Para verificar esta teoria, os investigadores realizaram um estudo retrospectivo que envolveu 1 305 doentes, que iniciaram a terapêutica pela primeira vez entre 2000 e 2006. Todos os doentes alcançaram uma carga viral abaixo de 50 cópias/ml. Os investigadores analisaram os factores associados a um aumento subsequente sustentado da carga viral para mais de 400 cópias/ml.
Globalmente, 274 (21%) doentes tiveram um aumento da carga viral para níveis detectáveis. O tempo médio entre a supressão abaixo de 50 cópias/ml e uma subida sustentada para carga viral detectável foi de dois anos.
Os factores associados a um aumento na carga viral foram o sexo feminino, consumo prévio de drogas injectáveis, início do tratamento entre 2000 e 2001, idade mais jovem, resistência aos medicamentos anti-retrovirais no início do estudo e a toma de inibidores da protease não potenciados (todos p<0,01).

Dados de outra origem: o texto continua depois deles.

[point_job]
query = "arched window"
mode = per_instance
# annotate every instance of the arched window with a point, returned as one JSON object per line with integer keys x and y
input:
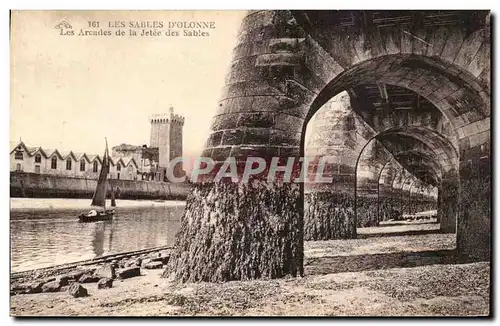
{"x": 53, "y": 162}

Além disso, foi importante a duração da supressão viral anterior.
Cada mês de supressão continuada do VIH baixou o risco de subida da carga viral para detectável em 8%.
Para todos os níveis de adesão, quanto mais longa a supressão do VIH, menor o risco de subida para detectável.
Para os doentes com um nível elevado de adesão (95% ou superior), a probabilidade de subida para detectável foi de 0,10 quando a carga viral foi suprimida durante menos de doze meses. No entanto, a probabilidade foi de apenas 0,04 após a carga viral ter sido suprimida durante 72 meses.
Entre os doentes com uma adesão moderada (80% até 94%), a probabilidade de subida para indetectável foi de 0,85 com uma supressão até doze meses e 0,08 até 72 meses.
Para os que apresentam fraca adesão, a probabilidade de subida foi de 0,68 após a supressão durante doze meses e 0,05 após 72 meses.
No entanto, mesmo tendo em conta a duração da supressão, os doentes que tomaram pelo menos 95% das doses tiveram 11% menos probabilidade de voltar a ter carga detectável do que os que tinham uma adesão mais fraca.
“Os nossos resultados reforçam a mensagem de que a probabilidade de supressão da carga viral a longo prazo é maior nas pessoas com adesão sustentada e quase perfeita, especialmente importante nas fases mais precoces do tratamento”, escrevem os autores.
No entanto, concluem que “devido ao facto de a ‘resiliência’ da TARc (Terapêutica Anti-retroviral de combinação) aumentar com o tempo, é possível que as pessoas continuem com a carga viral plenamente suprimida, mesmo após terem falhado a toma de algumas doses de medicação”.